Once I brought the book back to my place and got in between the covers, I realized I'd totally misjudged her. She may have had a faded-makeup, wilting-updo vibe from being trapped in my to-read list since 2012, but that was my fault, not hers. She turned out to be intelligent and absorbing, with a plot that just wouldn't quit.

Narrator Michael hasn't spoken a word since a family tragedy shattered his life when he was a child. He is sent to live with his well-meaning but clueless uncle Lito and spends some time attending a school for the deaf when it becomes clear that his speech isn't returning. Eventually, he is sent to a regular public high school, where he manages to eke out his existence by staying out of people's way—until his special talent for picking locks leads to an arrest for breaking into the house of a rival school's quarterback.

Almost before he knows it, Michael is drawn into a criminal underworld and trained as a “boxman,” a safecracker. He's also fallen in love with an artist named Amelia, but his new high-stakes job keeps getting in the way of their relationship. We know things haven't all gone according to plan for Michael because he's narrating the book from a prison cell, but we don't know how he ended up there. He tells his story out of order because he can't stand to write about the initiating incident, the event that put his whole life on this trajectory—the day his life fell apart when he was eight years old.

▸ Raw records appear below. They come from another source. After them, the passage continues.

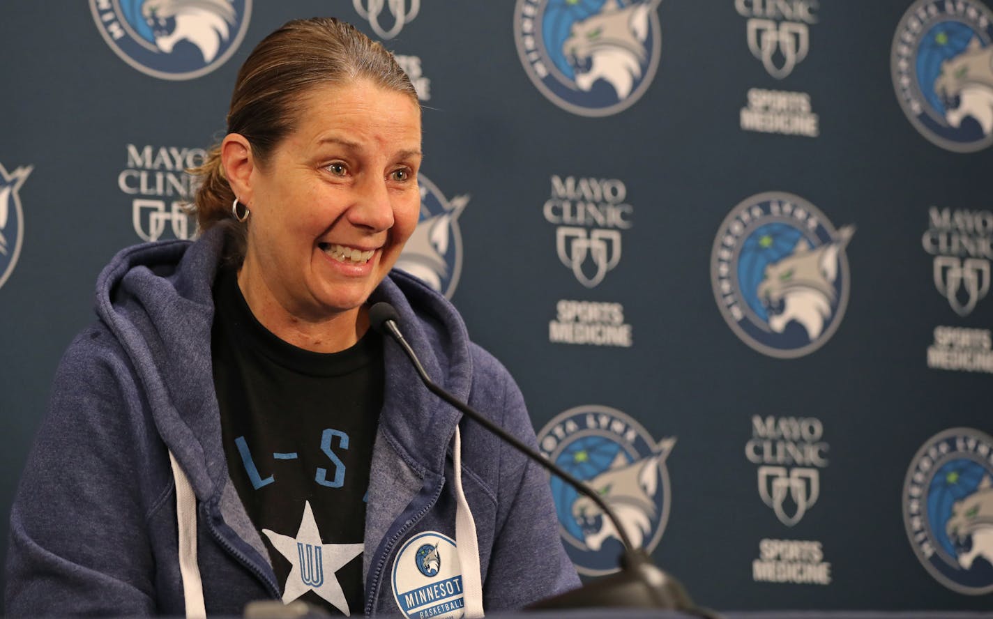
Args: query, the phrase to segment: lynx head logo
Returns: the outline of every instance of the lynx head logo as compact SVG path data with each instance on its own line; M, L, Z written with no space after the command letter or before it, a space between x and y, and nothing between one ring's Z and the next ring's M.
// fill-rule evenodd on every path
M774 357L813 352L837 329L848 303L845 248L835 230L789 193L754 195L721 224L711 253L714 297L732 330Z
M993 592L993 438L955 428L929 438L904 482L904 524L918 558L944 586Z
M658 67L660 0L517 0L517 53L559 107L608 116L633 105Z
M17 266L24 240L24 210L18 191L28 180L31 166L16 168L14 172L0 164L0 287Z
M635 546L649 553L668 520L665 460L675 438L655 441L631 417L601 406L562 413L538 433L544 454L585 481L611 507ZM557 477L552 496L566 552L577 570L599 575L617 570L621 535L591 499Z
M128 64L162 79L211 72L234 53L252 0L90 0L107 45Z
M462 272L459 215L469 203L469 196L446 199L424 175L418 177L418 184L421 187L420 219L396 261L396 268L451 299Z
M893 41L897 97L932 143L960 153L993 144L993 12L979 0L918 0Z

Michael is a fascinating character, emotional but deeply guarded. I love the way he describes cracking safes; for him, intuition and touch are more important than technique. Despite his criminal activities and unsavory associates, his feelings for Amelia are pure and resolute. Because he doesn't speak, people are constantly making false assumptions about him. It's a treat to be inside the head of a narrator who is so inscrutable to the other characters.

Bottom line: Don't be a frat guy. Treat all books with the respect they deserve.